We investigate whether Graph Element Networks (a graph convolutional neural network architecture that we published in ICML 2019) can be used to organize memories spatially, in the problem of generating scene images from novel viewpoints.
We sample 3D mazes from the DeepMind Lab game platform (dataset) and each maze comes with a series of images. Each image reveals how the maze appears, from a specific 2D coordinate and given a specific (yaw, pitch, roll) triple for the camera.
In the animation, we have mazes placed in a 3x3 grid structure. The animation shows generated scenes on the left and a top-down view of the 9 mazes on the right. We first sample views from different places inside the mazes, and insert them into the GEN. We then query the GEN for the inferred view at new query coordinates, while rotating 360 degrees for each position. The red nodes (in the top-down map) are active nodes from which information is interpolated to generate a new view, for each query location.
In this problem, the GEN:
- has its nodes spread across the 2D ground plane of the mazes (see white circles in right image)
- learns a useful representation for what mazes look like and we interpolate information from its nodes to generate new images
- compartmentalizes spatial memories since it trains on mazes one by one but at test time succeeds in absorbing information from 9 mazes simultaneously
How do we decode node states to draw scene images? This work was done to improve on Deepmind's work (Eslami et. al.) where they have a representation-learning network and an image-generation network ressembling the standard DRAW architecture. They can only represent one maze at a time as their model absorbs information without spatial disentangling. We use our GENs for representation learning, and apply their standard drawing architecture to decode our hidden states.

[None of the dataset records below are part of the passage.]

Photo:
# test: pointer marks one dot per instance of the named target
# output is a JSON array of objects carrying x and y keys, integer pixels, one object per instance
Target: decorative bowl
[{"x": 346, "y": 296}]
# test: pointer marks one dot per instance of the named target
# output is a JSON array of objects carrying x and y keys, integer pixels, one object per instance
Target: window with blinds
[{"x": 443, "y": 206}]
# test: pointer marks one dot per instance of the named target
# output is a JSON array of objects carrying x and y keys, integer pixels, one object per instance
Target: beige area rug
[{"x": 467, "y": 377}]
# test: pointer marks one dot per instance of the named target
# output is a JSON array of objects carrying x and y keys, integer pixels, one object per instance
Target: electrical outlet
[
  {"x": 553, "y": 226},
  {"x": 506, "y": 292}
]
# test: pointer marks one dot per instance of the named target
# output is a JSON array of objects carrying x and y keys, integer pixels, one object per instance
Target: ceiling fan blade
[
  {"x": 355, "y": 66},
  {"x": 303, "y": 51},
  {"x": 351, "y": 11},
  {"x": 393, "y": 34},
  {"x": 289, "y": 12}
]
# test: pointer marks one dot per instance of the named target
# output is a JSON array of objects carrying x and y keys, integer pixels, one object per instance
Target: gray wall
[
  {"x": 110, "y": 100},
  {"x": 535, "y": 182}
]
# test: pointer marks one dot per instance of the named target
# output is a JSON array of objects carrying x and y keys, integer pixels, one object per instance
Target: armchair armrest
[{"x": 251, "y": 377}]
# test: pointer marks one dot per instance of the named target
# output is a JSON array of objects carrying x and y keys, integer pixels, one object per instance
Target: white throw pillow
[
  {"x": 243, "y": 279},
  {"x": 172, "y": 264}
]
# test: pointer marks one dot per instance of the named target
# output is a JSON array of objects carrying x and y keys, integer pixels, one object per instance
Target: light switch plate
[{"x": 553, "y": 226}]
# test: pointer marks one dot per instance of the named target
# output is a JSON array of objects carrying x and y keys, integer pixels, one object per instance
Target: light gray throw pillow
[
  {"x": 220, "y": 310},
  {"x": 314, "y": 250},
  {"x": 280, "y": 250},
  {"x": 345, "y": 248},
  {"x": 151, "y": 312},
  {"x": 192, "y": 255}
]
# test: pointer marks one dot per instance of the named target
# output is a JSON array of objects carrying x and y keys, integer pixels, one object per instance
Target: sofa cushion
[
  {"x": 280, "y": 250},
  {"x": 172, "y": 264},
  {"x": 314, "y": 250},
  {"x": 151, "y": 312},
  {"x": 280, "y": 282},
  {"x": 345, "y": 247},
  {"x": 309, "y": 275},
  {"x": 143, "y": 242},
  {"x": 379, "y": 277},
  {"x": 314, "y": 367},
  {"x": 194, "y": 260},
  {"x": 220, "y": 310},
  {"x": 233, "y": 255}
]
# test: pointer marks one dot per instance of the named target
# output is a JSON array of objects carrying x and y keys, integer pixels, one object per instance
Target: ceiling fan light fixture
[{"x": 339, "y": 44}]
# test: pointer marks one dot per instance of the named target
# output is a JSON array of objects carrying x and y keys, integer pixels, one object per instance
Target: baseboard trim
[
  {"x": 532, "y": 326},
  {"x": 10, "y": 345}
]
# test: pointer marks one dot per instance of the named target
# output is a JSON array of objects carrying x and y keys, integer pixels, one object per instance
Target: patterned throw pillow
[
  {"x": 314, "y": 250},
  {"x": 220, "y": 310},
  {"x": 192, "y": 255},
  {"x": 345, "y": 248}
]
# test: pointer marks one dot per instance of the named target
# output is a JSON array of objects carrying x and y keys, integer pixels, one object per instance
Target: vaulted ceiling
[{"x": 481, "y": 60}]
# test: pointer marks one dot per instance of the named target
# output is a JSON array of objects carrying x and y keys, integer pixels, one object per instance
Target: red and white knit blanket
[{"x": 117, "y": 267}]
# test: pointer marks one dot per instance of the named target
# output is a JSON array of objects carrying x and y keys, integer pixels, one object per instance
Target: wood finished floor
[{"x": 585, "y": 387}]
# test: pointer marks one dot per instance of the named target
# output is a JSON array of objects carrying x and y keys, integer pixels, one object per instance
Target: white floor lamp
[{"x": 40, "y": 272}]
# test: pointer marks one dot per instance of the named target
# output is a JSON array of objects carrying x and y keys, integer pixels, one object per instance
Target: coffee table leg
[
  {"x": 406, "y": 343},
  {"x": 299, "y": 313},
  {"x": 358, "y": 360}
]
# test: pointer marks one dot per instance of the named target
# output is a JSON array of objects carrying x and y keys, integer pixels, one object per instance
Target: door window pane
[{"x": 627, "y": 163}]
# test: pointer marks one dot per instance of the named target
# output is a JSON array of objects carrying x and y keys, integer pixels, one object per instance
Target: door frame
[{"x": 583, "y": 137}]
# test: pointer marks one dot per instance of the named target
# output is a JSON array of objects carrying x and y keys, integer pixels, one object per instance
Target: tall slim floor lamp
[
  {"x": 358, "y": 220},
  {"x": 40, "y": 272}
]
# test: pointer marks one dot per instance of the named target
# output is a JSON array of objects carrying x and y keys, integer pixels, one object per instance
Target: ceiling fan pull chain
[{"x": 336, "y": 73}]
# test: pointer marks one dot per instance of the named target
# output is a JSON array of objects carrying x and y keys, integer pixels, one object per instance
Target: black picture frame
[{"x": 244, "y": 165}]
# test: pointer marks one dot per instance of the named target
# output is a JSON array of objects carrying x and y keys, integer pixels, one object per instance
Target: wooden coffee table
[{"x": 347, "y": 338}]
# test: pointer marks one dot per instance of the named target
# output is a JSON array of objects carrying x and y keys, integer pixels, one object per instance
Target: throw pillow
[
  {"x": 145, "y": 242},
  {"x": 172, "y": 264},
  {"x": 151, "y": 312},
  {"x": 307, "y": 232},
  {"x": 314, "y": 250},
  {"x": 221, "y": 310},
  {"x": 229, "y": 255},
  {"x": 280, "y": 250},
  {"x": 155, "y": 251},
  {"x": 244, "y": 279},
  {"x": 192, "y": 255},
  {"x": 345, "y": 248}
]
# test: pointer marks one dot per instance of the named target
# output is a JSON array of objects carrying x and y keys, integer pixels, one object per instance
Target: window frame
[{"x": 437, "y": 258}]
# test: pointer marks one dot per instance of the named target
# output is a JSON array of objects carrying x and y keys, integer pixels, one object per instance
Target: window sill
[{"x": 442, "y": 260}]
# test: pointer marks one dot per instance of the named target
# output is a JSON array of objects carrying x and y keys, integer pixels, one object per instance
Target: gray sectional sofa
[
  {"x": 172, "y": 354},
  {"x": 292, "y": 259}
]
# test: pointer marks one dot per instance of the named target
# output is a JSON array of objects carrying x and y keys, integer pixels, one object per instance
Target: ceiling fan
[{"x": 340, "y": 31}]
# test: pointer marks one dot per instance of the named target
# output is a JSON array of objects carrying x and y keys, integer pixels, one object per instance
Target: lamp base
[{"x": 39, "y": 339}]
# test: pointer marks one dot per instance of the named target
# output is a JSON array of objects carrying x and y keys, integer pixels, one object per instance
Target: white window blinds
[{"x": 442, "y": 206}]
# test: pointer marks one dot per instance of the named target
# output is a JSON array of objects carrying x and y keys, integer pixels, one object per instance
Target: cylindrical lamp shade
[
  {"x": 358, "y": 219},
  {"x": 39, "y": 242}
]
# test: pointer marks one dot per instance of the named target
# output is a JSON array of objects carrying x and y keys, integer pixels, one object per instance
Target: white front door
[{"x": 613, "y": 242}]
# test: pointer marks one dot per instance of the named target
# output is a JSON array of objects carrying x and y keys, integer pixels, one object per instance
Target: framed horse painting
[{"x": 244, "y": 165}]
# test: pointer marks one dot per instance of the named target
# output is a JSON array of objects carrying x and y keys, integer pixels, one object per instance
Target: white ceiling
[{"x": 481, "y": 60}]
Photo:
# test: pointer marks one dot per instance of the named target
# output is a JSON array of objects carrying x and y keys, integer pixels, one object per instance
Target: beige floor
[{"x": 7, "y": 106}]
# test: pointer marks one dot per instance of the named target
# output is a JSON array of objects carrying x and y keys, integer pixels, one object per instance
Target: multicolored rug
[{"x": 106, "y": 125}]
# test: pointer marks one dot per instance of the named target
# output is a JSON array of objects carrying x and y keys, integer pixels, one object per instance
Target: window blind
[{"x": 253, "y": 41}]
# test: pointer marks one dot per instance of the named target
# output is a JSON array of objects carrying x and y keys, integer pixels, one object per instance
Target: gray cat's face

- You need to download the dataset (either for mazes, or rooms etc, and save the train and test data separately).
- You need to use convert.py in utils (provide name of your dataset) to process the data set from the DeepMind format to .pt.gz files and then extract all files to .pt format
If you'd like to skip these 2 steps and try running our code before committing to downloading these huge datasets, we provided a few sample images (processed already) in the data_samples folder.
- Then you can run our code by running
python train_scene_rendering.py
with arguments matching our argparse header:
parser.add_argument('--dataset', type=str, default='Labyrinth', help='dataset (dafault: Shepard-Mtzler)')
parser.add_argument('--train_data_dir', type=str, help='location of training data', \
default="/home/jaks19/mazes-torch/train")
parser.add_argument('--test_data_dir', type=str, help='location of test data', \
default="/home/jaks19/mazes-torch/test")
parser.add_argument('--root_log_dir', type=str, help='root location of log', default='/home/jaks19/logs/')
parser.add_argument('--log_dir', type=str, help='log directory (default: GQN)', default='GQN')
parser.add_argument('--workers', type=int, help='number of data loading workers', default=32)
parser.add_argument('--device_ids', type=int, nargs='+', help='list of CUDA devices (default: [0,1,2,3])', default=[0,1,2,3,4,5,6,7])
parser.add_argument('--layers', type=int, help='number of generative layers (default: 12)', default=8)
parser.add_argument('--saved_model', type=str, help='path to model', default=None)
It took about a full week of non-stop training on 4 GPUs to generate the scenes shown in the animation. But we do better than the DeepMind GQN on many mazes put adjacent to each other (they perform well on one maze at a time, and their model fails with many mazes as their representation squashes all information onto the same representation). We are confident that the quality of our images can get much better with much more compute resources.